Da buon giornalista Carlini sa benisssino che quello che brilla al sole
oggi, può essere dimenticato domani. E tuttavia è indubitale che è in atto
una tendenza irreversibile a concentrare nella mani di pochi l'accesso alla
rete, la sua produzione di contenuti «immateriali», di software... Tendenza
che non viene smentita, ma anzi rafforzata dalla fioritura di imprese
basate su una buona idea, mentre il «surplus» prodotto dalla speculazione
finanziaria sembra essere un polmone inesauribile di denaro fresco per
spregiudicate operazioni di capital venture e start-up. Anche in questo
caso Carlini mette in guardia e invita a guardare alla struttura «profonda»
del capitalismo.

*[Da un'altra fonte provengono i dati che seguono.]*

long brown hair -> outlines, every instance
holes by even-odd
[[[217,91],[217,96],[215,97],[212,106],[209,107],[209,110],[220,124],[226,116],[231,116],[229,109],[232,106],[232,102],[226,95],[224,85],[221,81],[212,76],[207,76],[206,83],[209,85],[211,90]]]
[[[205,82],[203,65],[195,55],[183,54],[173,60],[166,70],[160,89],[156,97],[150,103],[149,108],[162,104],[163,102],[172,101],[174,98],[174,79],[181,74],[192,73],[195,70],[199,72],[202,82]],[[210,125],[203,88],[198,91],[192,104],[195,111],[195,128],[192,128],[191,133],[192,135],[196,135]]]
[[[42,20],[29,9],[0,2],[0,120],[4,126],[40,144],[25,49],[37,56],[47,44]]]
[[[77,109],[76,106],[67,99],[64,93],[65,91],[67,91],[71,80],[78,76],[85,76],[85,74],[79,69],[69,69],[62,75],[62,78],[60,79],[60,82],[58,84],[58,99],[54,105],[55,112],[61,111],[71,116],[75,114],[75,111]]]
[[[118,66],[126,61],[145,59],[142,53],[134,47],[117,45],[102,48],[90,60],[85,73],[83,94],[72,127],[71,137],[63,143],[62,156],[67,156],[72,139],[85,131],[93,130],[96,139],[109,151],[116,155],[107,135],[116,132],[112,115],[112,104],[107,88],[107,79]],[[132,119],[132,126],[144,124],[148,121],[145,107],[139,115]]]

Ma proprio guardando a quanto avviene nella new economy
questa predilizione verso la sola «struttura» fa perdere di vista il
labirinto delle soggettività, delle forme di vita, dei conflitti che
animano la new economy, ridiemensionando il fatto che le piccole e
dinamiche imprese high-tech sono il vettore dell'innovazione che si avvale
di una cooperazione sociale «in libertà vigilata».

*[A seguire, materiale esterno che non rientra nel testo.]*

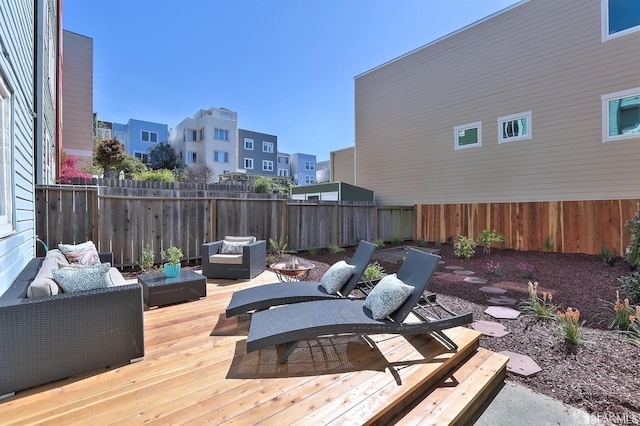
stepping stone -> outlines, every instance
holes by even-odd
[[[457,275],[475,275],[475,272],[473,271],[463,271],[463,270],[455,270],[453,271],[453,273]]]
[[[484,313],[498,319],[516,319],[520,316],[520,311],[505,306],[489,306]]]
[[[471,284],[486,284],[487,280],[480,277],[467,277],[464,279],[464,282]]]
[[[531,377],[542,371],[542,368],[530,357],[515,352],[501,351],[499,354],[509,357],[507,371],[522,377]]]
[[[504,325],[493,321],[475,321],[471,323],[471,328],[491,337],[502,337],[509,334]]]
[[[499,287],[480,287],[479,290],[488,294],[505,294],[507,290]]]
[[[500,297],[492,297],[491,299],[487,299],[487,302],[489,302],[492,305],[513,306],[518,301],[516,299],[511,299],[510,297],[500,296]]]
[[[451,271],[462,270],[464,269],[462,266],[445,266],[444,269],[449,269]]]
[[[444,260],[438,261],[438,265],[444,265]],[[446,268],[446,267],[445,267]]]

Una impresa dot.com, così vengono chiamate le imprese operanti su Internet,
spesso produce solo idee, merci «immateriali», chiacchere. Non mettere in
rapporto ciò con i mutamenti proprietari avvenuti su Internet rischia di
far perdere la bussola anche al più smaliziato dei naviganti. Inoltre,
questo vociante atelier della cooperazione sociale che rende il diritto
d'autore la frontiera su cui si gioca il conflitto più aspro dell'era
digitale o dell'«era dell'accesso», come sostiene Jeremy Rifkin. Va detto
subito, e a scanso di equivoci, che l'analisi di Carlini sul diritto
d'autore e il diritto d'accesso è più convincente di quella dello studioso
americano. Da una parte il diritto d'autore e il diritto d'accesso sono
terreni di conflitto dentro e oltre lo schermo e non una tendenza lineare
governata dalle grandi multinazionali della conoscenza che incontra rare e
marginali opposizioni, come invece sostiene Rifkin. Ma il diritto d'autore
è lo strumento giuridico e quindi politico per «sussumere» la comunicazione
alla logica capitalista. Anche in questo caso Franco Carlini è cauto nel
tirare conclusioni. Riconosce che è questa la frontiera dove si gioca il
futuro della «nuova Internet», ma non vuole azzardare previsioni. Una
cautela che rinvia solamente a quella caratteristica «genetica» della Rete
che rifiuta la dimensione economica, da considerare quindi come l'unico
antidoto alla sua completa colonizzazione da parte delle imprese. Ma se il
diritto d'autore è il nodo che tutti cercano di sbrogliare, l'analisi della
struttura capitalistica deve arricchirsi dei conflitti che popolano il
mondo dentro e fuori lo schermo. Altra strada da percorrere non c'è
all'orizzonte. E Franco Carlini, da grande amante e conoscitore della
montagna, sa individuare i sentieri poco battuti. L'auspicio è che la
prossima tappa della sua ricognizione del World Wide Web contempli la
necessità di cominciare a tracciare quella mappa per uscire dal labirinto
della cooperazione sociale assoggettata alla logica capitalistica.